Create HPA with Custom Metrics pulled through Instrumented metric

We confirmed that Prometheus' metrics, fetched by Prometheus Adapter and converted into Kubernetes’ custom metrics, can be used in HPA. So far, we used metrics pulled by Prometheus through exporters (nginx_ingress_controller_requests). Given that the adapter fetches metrics from Prometheus, it shouldn’t matter how they got there. Nevertheless, we’ll confirm that instrumented metrics can be used as well.
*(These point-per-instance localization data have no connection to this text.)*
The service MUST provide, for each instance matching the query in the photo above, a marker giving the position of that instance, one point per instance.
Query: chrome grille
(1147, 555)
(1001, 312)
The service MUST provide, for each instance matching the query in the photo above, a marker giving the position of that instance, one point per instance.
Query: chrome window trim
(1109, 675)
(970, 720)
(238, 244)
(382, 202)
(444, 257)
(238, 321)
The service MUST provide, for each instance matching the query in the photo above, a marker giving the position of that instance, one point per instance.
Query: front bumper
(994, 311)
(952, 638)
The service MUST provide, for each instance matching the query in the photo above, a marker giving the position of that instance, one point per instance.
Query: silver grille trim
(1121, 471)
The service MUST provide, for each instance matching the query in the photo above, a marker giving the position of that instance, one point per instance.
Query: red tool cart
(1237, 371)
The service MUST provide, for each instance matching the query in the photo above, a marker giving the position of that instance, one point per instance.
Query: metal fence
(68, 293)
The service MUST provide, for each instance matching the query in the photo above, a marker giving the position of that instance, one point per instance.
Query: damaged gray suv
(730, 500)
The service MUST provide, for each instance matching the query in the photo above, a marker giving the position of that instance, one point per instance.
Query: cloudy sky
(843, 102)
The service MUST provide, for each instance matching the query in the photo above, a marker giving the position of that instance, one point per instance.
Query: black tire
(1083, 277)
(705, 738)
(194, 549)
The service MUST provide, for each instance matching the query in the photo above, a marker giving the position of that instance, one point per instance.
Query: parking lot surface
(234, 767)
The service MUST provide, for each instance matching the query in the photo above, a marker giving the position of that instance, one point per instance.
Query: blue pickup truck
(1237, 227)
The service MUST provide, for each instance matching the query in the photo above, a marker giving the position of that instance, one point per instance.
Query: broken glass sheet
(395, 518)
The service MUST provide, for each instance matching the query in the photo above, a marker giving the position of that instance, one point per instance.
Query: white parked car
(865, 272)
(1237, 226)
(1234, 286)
That will give us an opportunity to cement what we learned so far and, at the same time, maybe learn a few new tricks.

Pull metrics through Instrumented metrics #

cat mon/prom-adapter-values-svc.yml

The output is yet another set of Prometheus Adapter Chart values.

image:
  tag: v0.5.0
metricsRelistInterval: 90s
prometheus:
  url: http://prometheus-server.metrics.svc
  port: 80
rules:
  default: false
  custom:
  - seriesQuery: 'http_server_resp_time_count{kubernetes_namespace!="",kubernetes_name!=""}'
    resources:
      overrides:
        kubernetes_namespace: {resource: "namespace"}
        kubernetes_name: {resource: "service"}
    name:
      matches: "^(.*)server_resp_time_count"
      as: "${1}req_per_second_per_replica"
    metricsQuery: 'sum(rate(<<.Series>>{<<.LabelMatchers>>}[5m])) by (<<.GroupBy>>) / count(<<.Series>>{<<.LabelMatchers>>}) by (<<.GroupBy>>)'
  - seriesQuery: 'nginx_ingress_controller_requests'
    resources:
      overrides:
        namespace: {resource: "namespace"}
        ingress: {resource: "ingress"}
    name:
      as: "http_req_per_second_per_replica"
    metricsQuery: 'sum(rate(<<.Series>>{<<.LabelMatchers>>}[5m])) by (<<.GroupBy>>) / sum(label_join(kube_deployment_status_replicas, "ingress", ",", "deployment")) by (<<.GroupBy>>)'

Combining both rules #

This time, we’re combining rules containing different metric series. The first rule is based on the http_server_resp_time_count instrumented metric that originates in go-demo-5. We used it in the Debugging Issues Discovered Through Metrics And Alerts chapter and there’s nothing truly extraordinary in its definition. It follows the same logic as the rules we used before. The second rule is a copy of one of the rules we used before.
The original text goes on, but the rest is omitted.